Priests and psychiatrists often see problems from different angles, yet they display striking agreement in pinpointing other kinds of maternal conduct which do great harm to the child. Their advice might be summarized as follows:
Don’t be an autocrat who always knows best. Your child may have his own way of doing things, which may seem to be inefficient or time-consuming. Have patience and let him do things his way, thus giving him the opportunity to learn by trial and error.
Don’t be a martyr. Naturally, you must make sacrifices. But do not go to such extremes that your child feels guilty when you deny yourself something which rightfully should be yours, in order to give him what rightfully should not be his.
A typical martyr worked at night in a laundry to pay her son’s way through college. Before his graduation, he asked her not to appear at the ceremony–he said she would be dressed so poorly that he would be embarrassed.
Don’t think you have the perfect child.

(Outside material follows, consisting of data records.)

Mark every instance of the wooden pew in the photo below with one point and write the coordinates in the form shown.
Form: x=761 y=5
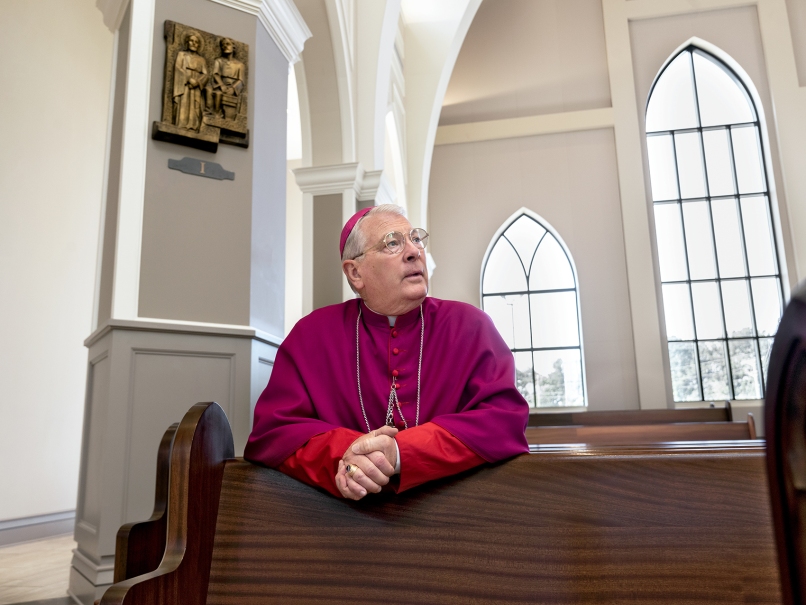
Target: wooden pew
x=637 y=524
x=785 y=421
x=625 y=417
x=648 y=433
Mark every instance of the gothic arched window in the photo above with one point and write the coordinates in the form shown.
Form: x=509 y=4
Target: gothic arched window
x=529 y=288
x=719 y=268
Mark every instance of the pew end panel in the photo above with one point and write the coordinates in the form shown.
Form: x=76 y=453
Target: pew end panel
x=139 y=546
x=201 y=445
x=785 y=426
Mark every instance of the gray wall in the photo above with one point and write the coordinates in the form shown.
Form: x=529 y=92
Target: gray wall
x=203 y=257
x=327 y=274
x=571 y=181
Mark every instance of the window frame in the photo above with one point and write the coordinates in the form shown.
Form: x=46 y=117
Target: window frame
x=523 y=211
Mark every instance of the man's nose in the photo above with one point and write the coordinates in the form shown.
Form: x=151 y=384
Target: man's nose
x=411 y=252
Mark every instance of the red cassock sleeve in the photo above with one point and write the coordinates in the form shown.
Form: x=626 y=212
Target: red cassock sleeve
x=427 y=452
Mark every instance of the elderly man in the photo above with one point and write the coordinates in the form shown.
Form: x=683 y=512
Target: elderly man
x=393 y=389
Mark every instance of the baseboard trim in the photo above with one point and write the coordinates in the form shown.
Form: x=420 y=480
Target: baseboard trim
x=26 y=529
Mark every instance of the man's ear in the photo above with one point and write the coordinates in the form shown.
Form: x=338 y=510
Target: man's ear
x=352 y=271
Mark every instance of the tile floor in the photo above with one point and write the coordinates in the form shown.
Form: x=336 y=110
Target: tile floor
x=35 y=571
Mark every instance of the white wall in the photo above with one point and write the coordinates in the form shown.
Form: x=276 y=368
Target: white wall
x=56 y=71
x=530 y=72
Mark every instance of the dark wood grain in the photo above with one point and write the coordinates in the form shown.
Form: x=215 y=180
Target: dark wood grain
x=625 y=417
x=666 y=523
x=139 y=546
x=785 y=425
x=202 y=443
x=651 y=525
x=648 y=433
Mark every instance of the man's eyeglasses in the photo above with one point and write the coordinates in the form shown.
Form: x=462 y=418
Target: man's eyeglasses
x=395 y=241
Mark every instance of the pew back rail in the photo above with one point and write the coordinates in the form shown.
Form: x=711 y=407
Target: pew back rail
x=662 y=524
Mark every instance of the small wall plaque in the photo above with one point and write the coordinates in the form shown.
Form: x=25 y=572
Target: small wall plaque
x=205 y=97
x=201 y=168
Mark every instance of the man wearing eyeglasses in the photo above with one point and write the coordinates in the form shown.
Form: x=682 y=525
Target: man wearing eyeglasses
x=393 y=389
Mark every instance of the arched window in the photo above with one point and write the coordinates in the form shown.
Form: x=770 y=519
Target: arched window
x=529 y=288
x=718 y=258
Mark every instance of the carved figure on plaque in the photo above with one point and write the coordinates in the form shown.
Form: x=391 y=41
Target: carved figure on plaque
x=205 y=89
x=227 y=83
x=190 y=78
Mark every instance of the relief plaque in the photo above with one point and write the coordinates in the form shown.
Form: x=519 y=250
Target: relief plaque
x=205 y=89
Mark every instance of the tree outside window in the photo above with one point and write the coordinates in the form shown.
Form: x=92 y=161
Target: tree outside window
x=529 y=289
x=717 y=251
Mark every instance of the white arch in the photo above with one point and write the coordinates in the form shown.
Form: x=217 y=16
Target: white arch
x=428 y=46
x=750 y=86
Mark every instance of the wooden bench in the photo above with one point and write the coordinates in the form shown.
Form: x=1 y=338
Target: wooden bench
x=639 y=524
x=785 y=421
x=625 y=417
x=648 y=433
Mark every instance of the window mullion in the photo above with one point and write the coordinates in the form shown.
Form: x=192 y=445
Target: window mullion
x=688 y=268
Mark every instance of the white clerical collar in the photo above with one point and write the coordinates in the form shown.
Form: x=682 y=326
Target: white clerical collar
x=391 y=318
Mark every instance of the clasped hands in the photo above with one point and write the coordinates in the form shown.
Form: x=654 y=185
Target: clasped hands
x=375 y=455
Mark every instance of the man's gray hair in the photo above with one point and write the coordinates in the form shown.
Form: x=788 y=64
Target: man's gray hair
x=357 y=240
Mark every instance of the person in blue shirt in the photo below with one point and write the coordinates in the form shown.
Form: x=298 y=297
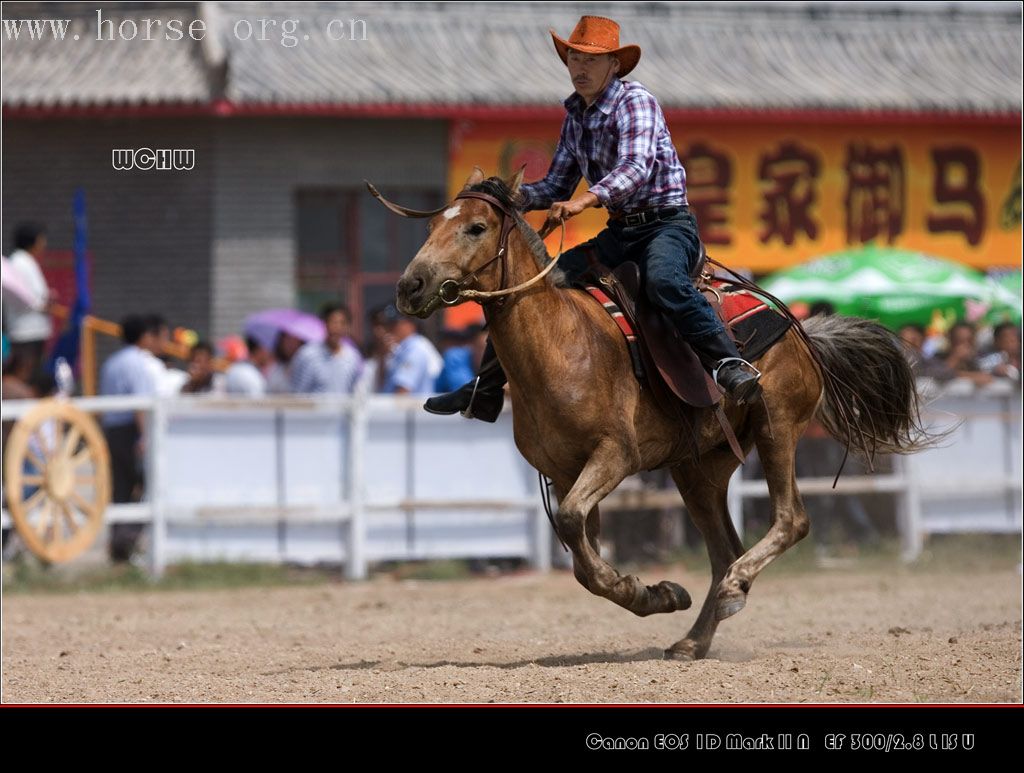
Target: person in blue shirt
x=331 y=367
x=458 y=361
x=414 y=363
x=127 y=372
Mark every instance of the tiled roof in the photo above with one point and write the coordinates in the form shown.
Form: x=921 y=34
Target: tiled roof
x=944 y=57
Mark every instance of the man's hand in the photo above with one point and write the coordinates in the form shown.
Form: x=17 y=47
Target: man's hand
x=561 y=211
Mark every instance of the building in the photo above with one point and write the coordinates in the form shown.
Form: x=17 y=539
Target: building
x=805 y=127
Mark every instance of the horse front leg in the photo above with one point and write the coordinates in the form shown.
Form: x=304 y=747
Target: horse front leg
x=605 y=470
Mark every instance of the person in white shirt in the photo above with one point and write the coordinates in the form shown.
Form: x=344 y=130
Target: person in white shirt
x=247 y=376
x=332 y=367
x=30 y=329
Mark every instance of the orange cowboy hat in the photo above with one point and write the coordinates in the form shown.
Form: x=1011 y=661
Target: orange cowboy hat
x=598 y=35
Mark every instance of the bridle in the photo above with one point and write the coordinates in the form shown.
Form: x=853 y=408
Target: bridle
x=452 y=292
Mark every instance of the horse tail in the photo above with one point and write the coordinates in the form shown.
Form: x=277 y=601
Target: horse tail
x=870 y=400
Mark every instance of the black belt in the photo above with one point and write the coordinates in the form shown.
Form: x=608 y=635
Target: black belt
x=642 y=217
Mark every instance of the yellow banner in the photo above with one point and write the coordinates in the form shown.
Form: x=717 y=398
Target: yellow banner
x=768 y=196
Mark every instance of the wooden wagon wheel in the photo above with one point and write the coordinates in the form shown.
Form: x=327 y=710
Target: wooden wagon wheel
x=57 y=479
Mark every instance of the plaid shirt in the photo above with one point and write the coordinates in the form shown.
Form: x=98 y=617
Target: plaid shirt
x=622 y=143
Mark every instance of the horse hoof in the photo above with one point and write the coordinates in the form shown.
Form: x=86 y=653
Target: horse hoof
x=729 y=606
x=675 y=654
x=681 y=599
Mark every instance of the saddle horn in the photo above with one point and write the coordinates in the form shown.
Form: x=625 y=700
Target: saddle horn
x=398 y=209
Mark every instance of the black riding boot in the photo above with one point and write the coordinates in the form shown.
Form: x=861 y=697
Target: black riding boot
x=481 y=398
x=720 y=356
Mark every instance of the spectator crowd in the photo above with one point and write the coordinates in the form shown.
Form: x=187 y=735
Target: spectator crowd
x=324 y=358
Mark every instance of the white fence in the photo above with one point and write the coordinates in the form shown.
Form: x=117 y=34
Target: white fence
x=361 y=479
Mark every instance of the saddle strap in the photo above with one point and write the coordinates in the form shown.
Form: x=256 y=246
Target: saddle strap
x=624 y=326
x=729 y=434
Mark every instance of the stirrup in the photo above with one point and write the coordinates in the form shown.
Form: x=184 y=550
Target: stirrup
x=714 y=374
x=468 y=412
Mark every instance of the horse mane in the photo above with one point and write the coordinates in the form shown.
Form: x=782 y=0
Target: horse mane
x=496 y=186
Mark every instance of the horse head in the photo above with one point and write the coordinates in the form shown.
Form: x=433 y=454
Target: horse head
x=466 y=245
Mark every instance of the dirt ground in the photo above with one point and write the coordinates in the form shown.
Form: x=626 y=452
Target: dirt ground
x=852 y=636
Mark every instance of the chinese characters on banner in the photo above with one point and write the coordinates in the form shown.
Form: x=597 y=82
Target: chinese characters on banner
x=773 y=196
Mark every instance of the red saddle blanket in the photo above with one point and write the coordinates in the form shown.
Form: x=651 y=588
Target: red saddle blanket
x=659 y=355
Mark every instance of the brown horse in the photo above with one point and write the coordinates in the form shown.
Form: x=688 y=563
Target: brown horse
x=581 y=418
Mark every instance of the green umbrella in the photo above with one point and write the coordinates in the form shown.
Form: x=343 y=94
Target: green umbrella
x=1007 y=301
x=895 y=287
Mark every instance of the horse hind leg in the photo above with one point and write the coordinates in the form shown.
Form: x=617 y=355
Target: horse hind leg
x=705 y=490
x=790 y=523
x=579 y=526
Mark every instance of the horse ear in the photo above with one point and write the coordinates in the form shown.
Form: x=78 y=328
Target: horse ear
x=515 y=180
x=475 y=178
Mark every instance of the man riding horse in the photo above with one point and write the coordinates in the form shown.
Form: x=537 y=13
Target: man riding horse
x=614 y=134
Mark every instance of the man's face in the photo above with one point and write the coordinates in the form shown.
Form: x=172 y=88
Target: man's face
x=402 y=329
x=591 y=73
x=337 y=328
x=201 y=366
x=961 y=337
x=1009 y=341
x=157 y=339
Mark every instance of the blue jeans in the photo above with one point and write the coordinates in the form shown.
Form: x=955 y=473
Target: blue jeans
x=666 y=250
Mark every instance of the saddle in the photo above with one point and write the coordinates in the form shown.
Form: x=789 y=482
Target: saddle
x=665 y=361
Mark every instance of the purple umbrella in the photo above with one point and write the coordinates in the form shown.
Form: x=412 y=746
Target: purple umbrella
x=266 y=326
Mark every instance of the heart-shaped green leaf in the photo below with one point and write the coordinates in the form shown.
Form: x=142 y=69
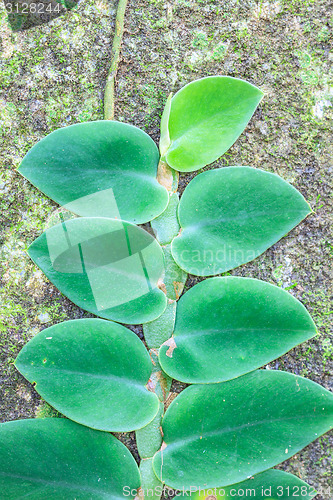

Some mothers, when their child receives low grades, appear at school to determine, not what is wrong with him, but what is wrong with the teachers.
When such a mother learns that her son has been punished for disobedience, she descends upon the school officials and demands an apology. By her actions she undermines the child’s respect for all authority–including her own.
You will probably be on safe ground, until your child is canonized at St. Peter’s, if you conclude that he has the same human faults and weaknesses that you see in your neighbors’ children.
Don’t use a sickbed as your throne. The “whining” mother feigns illness to attract sympathy and to force her children to do as she wills. Who would deny the last wish of a dying person? In this vein she often gets what she wants–for a while. The usual, final result, however, is that her children lose both sympathy and respect for her.
Don’t be a “glamor girl.” Motherhood is not a task for a woman who thinks that ordinary housework–preparing meals, making beds, washing clothes–is beneath her.
Of course, mothers should strive to maintain a pleasing appearance, but they should also realize that they are most attractive when they are fulfilling the duties of their noble vocation.
You would embarrass your family if you insisted on acting and dressing like a teenager; and, if you adopted a demeaning attitude toward household tasks, you would teach your children that motherhood and its responsibilities are unworthy of respect.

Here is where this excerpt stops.